If you are among the many breeders of Texas Longhorns who have chosen to produce offspring for a particular market, then you may rightfully have different criteria for selecting your herd sire. However, you must remember that you will always be dependent upon the producer of the typical Texas Longhorn to replenish your seed stock, if you stray too far from the well. In the late 1800's, ranchers nearly bred the Texas Longhorn out of existence in their search for better beef and their quest for the dollar. Are we not smarter than that today, more than 100 years later? I pray that we are and I commend those of you who cling tenaciously to the Texas Longhorn of the past. It is also the Texas Longhorn of the future.
But let's look at the characteristics of a Texas Longhorn bull that can contribute to a commercial beef producing operation through siring calves with a little more vigor, growth-ability and desirable carcass traits. Meat is muscle and long muscle is preferable to short, or extreme mass. So long as we can retain calving ease and fluidity of movement, we can increase skeletal and muscular development.

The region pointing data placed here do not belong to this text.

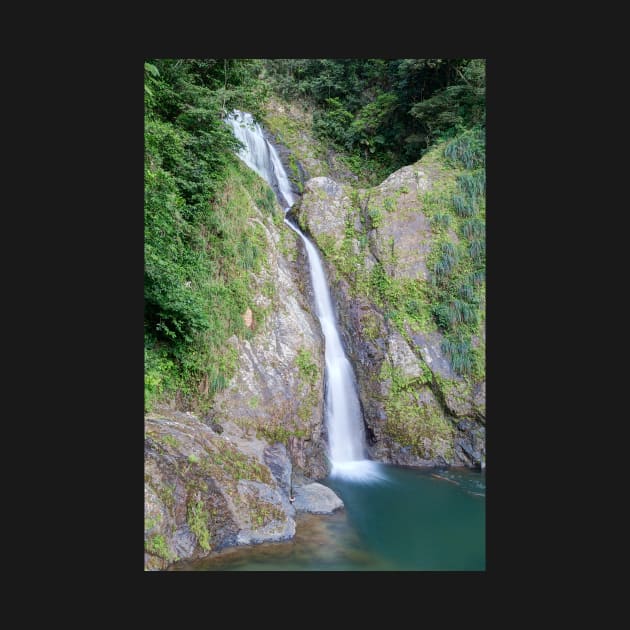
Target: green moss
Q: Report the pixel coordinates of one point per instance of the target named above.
(156, 545)
(278, 433)
(197, 519)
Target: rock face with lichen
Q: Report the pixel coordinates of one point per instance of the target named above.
(205, 491)
(376, 245)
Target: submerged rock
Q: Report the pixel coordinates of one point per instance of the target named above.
(377, 240)
(316, 499)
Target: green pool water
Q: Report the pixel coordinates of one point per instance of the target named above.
(410, 520)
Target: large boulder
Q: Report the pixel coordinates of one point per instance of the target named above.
(316, 499)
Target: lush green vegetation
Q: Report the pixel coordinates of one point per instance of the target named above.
(199, 247)
(384, 113)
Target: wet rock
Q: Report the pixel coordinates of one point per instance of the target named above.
(205, 491)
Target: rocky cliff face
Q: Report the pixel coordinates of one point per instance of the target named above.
(377, 243)
(224, 478)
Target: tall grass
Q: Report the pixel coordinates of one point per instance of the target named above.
(477, 250)
(468, 149)
(464, 206)
(473, 184)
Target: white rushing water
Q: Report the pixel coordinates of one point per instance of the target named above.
(346, 438)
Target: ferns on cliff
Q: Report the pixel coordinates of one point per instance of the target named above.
(473, 184)
(477, 250)
(460, 353)
(441, 220)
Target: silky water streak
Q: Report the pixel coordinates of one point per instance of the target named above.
(344, 422)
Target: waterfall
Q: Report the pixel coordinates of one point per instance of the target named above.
(344, 423)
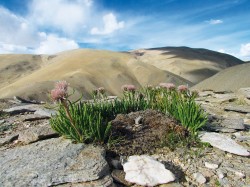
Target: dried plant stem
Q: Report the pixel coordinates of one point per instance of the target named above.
(66, 108)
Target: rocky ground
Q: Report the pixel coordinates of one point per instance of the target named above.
(32, 154)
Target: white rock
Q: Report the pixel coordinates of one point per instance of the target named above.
(224, 143)
(146, 171)
(138, 120)
(199, 178)
(220, 174)
(211, 165)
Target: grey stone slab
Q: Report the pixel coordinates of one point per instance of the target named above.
(33, 134)
(45, 112)
(238, 108)
(224, 143)
(8, 139)
(22, 109)
(233, 123)
(52, 162)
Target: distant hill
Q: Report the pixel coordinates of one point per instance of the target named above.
(86, 70)
(230, 79)
(192, 64)
(32, 76)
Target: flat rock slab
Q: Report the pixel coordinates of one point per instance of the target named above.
(52, 162)
(36, 133)
(34, 117)
(227, 125)
(224, 143)
(233, 123)
(106, 181)
(244, 92)
(8, 139)
(238, 108)
(45, 112)
(146, 171)
(22, 109)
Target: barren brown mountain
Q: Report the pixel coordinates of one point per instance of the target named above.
(230, 79)
(192, 64)
(32, 76)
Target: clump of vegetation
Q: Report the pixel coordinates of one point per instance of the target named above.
(89, 121)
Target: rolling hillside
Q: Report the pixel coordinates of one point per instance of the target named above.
(32, 76)
(192, 64)
(230, 79)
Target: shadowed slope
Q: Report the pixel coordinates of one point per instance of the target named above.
(86, 70)
(230, 79)
(194, 65)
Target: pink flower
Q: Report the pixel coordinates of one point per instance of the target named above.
(60, 91)
(58, 94)
(182, 88)
(149, 87)
(129, 88)
(169, 86)
(101, 90)
(62, 85)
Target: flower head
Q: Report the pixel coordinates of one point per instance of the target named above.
(149, 87)
(60, 91)
(129, 88)
(101, 90)
(169, 86)
(62, 85)
(182, 88)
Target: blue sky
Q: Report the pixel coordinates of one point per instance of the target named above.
(50, 26)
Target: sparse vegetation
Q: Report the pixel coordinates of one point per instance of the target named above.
(90, 121)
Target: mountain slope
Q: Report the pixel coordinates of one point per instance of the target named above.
(194, 65)
(230, 79)
(86, 70)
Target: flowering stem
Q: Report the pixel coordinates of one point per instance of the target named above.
(66, 108)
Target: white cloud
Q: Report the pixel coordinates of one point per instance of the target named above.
(245, 50)
(221, 50)
(68, 16)
(10, 48)
(54, 44)
(214, 21)
(110, 25)
(16, 30)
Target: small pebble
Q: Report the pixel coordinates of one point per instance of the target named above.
(199, 178)
(211, 165)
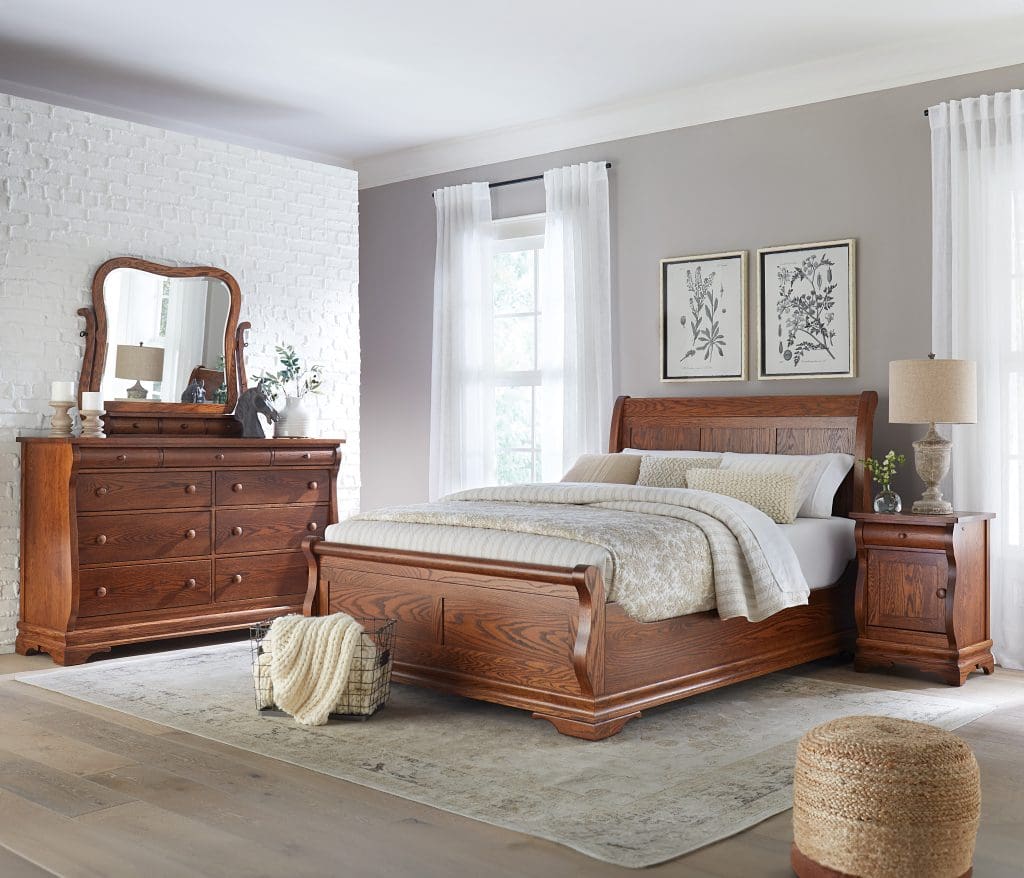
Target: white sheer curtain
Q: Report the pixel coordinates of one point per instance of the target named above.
(978, 314)
(462, 399)
(574, 325)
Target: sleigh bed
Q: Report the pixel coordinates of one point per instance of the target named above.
(545, 638)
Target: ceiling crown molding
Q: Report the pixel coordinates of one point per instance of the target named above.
(871, 70)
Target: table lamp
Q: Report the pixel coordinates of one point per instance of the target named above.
(142, 364)
(933, 391)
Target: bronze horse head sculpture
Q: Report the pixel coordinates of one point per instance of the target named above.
(251, 405)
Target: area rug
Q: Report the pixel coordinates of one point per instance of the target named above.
(680, 778)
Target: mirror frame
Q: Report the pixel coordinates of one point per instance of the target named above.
(95, 333)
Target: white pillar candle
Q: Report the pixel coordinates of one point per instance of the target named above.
(62, 391)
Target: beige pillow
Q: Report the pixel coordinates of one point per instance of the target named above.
(775, 494)
(672, 471)
(612, 468)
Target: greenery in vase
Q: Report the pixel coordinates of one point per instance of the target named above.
(884, 470)
(291, 379)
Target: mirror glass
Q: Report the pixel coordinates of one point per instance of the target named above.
(164, 335)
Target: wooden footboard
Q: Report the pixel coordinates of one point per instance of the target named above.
(543, 638)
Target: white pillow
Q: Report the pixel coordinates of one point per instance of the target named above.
(670, 453)
(819, 474)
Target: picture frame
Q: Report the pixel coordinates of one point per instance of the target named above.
(807, 310)
(704, 317)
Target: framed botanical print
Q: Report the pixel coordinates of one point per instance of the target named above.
(807, 310)
(704, 318)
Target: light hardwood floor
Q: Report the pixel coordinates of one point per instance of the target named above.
(86, 791)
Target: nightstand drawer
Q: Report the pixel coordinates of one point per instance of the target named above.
(905, 536)
(907, 590)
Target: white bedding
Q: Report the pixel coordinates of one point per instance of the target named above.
(652, 543)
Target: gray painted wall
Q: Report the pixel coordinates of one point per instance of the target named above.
(858, 167)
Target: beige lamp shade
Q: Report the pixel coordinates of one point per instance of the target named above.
(138, 363)
(940, 391)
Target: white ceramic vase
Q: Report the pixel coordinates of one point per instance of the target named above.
(295, 420)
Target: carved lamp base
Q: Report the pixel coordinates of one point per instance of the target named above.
(931, 459)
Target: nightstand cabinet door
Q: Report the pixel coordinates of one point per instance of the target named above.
(908, 590)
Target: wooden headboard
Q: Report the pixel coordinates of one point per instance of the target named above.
(756, 424)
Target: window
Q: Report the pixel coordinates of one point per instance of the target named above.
(515, 275)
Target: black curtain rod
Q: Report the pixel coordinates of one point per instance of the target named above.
(521, 180)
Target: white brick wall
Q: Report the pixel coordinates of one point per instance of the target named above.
(77, 189)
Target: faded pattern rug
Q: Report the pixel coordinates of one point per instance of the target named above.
(681, 777)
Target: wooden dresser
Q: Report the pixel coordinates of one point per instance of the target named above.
(137, 538)
(923, 593)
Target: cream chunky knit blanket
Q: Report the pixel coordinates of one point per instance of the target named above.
(310, 662)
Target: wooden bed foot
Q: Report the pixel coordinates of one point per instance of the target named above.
(588, 730)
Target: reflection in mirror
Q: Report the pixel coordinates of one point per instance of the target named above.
(182, 317)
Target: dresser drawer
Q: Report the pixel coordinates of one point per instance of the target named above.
(253, 577)
(98, 492)
(138, 587)
(130, 537)
(245, 530)
(247, 489)
(304, 456)
(217, 457)
(905, 536)
(126, 458)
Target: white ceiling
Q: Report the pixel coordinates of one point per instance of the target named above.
(402, 87)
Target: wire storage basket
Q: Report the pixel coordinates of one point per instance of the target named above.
(369, 683)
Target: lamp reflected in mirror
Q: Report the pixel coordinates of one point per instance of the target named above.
(140, 363)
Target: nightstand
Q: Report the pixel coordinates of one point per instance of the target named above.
(923, 593)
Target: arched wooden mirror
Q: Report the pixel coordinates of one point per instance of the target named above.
(162, 347)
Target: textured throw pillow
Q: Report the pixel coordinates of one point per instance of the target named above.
(612, 468)
(668, 471)
(819, 475)
(772, 493)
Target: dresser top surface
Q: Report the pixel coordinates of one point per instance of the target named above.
(158, 441)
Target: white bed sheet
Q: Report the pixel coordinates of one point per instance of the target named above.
(823, 547)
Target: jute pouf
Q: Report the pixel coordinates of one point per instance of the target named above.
(884, 798)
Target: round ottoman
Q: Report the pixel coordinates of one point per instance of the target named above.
(884, 798)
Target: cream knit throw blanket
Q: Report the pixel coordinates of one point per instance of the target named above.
(310, 662)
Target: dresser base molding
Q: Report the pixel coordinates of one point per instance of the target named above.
(952, 666)
(75, 647)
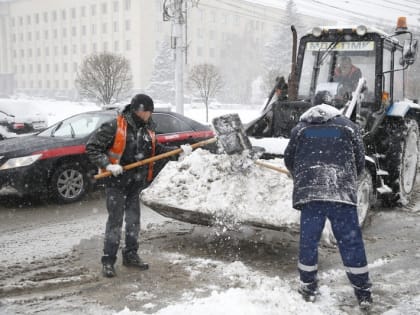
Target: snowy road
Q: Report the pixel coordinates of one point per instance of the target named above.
(50, 254)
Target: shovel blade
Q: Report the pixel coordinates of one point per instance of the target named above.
(231, 134)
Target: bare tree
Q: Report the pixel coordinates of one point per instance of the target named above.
(105, 77)
(207, 79)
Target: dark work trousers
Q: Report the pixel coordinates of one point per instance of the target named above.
(346, 229)
(120, 201)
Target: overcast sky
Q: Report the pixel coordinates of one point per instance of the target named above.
(357, 11)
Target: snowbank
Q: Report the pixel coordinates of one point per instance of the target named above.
(230, 188)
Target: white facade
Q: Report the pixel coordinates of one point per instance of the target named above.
(44, 41)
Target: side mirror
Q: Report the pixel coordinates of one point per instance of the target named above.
(409, 51)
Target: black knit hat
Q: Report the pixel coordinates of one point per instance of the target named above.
(142, 103)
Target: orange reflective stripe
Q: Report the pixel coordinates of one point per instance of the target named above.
(117, 149)
(150, 172)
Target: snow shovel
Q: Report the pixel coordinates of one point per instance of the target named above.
(157, 157)
(231, 135)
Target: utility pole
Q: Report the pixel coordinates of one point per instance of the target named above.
(172, 11)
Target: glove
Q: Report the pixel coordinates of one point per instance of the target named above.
(115, 169)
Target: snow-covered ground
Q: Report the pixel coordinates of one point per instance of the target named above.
(253, 292)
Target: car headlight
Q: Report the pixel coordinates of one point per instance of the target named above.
(20, 161)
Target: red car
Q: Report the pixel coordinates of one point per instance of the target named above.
(53, 162)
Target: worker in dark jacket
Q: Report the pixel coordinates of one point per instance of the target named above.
(125, 140)
(325, 155)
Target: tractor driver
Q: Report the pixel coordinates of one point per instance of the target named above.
(347, 74)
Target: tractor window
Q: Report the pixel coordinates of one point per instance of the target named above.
(386, 67)
(338, 69)
(398, 78)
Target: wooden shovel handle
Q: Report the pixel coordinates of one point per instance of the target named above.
(157, 157)
(273, 167)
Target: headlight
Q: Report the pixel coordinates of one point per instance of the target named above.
(20, 161)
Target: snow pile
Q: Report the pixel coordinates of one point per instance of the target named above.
(230, 188)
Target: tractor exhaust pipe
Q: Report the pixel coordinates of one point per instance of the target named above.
(292, 93)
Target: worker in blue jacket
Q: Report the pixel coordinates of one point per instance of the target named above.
(325, 155)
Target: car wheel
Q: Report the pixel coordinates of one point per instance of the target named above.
(69, 183)
(365, 196)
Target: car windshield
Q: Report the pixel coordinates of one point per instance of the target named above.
(78, 126)
(336, 67)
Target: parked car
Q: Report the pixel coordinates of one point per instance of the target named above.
(55, 161)
(14, 125)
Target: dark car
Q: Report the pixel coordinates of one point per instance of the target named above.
(12, 125)
(55, 161)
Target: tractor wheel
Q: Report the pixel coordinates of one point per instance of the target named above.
(401, 161)
(69, 183)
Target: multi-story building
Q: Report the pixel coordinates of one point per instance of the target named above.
(44, 41)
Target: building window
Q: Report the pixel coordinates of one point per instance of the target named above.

A bull that will produce a calf that weans at a heavier weight, or enter the feedlot at an earlier age, is worth a premium over his lesser counterpart in a strictly commercial operation.
You have to make the decision whether you will be a seed stock producer for other Texas Longhorn breeders, or whether your market and skills are best suited to supply bulls to commercial cattle producers. The opportunities are endless and there is always a market for a product that is at the top of its class. Whatever you choose to breed or produce, make it the best you know how and you won't be disappointed.
Buy the best bull that you can find that fits the scheme of your operation. Before you start shopping, decide on the pedigree or family that has a record of producing your ideal. Get a mental picture of the animal you are looking for so that when you see him, you will know that he is the one. And don't be talked into changing your mind by a well-meaning friend or a fast-talking salesman.
There have been precious few "master breeders" of the various breeds of cattle, but they all have had a common trait—they knew what they wanted. They probably didn't care whether anyone else liked it or not, and they bred it with a tenacity that would make a Texas Longhorn proud. They had their own computer in their head and in their heart. It was programmed and cold not be invaded by new fads or fancies that seemed good at the time. To be a "master breeder," you must develop a plan, build an outstanding herd or top females and then select a "Chairman of the Board" that will produce a product that is superior to its dam. It's a tall order, but it can be done. It has been done before and it will be done again. Mother Nature did it, a few "master breeders" have done it and you can do it too. Good luck!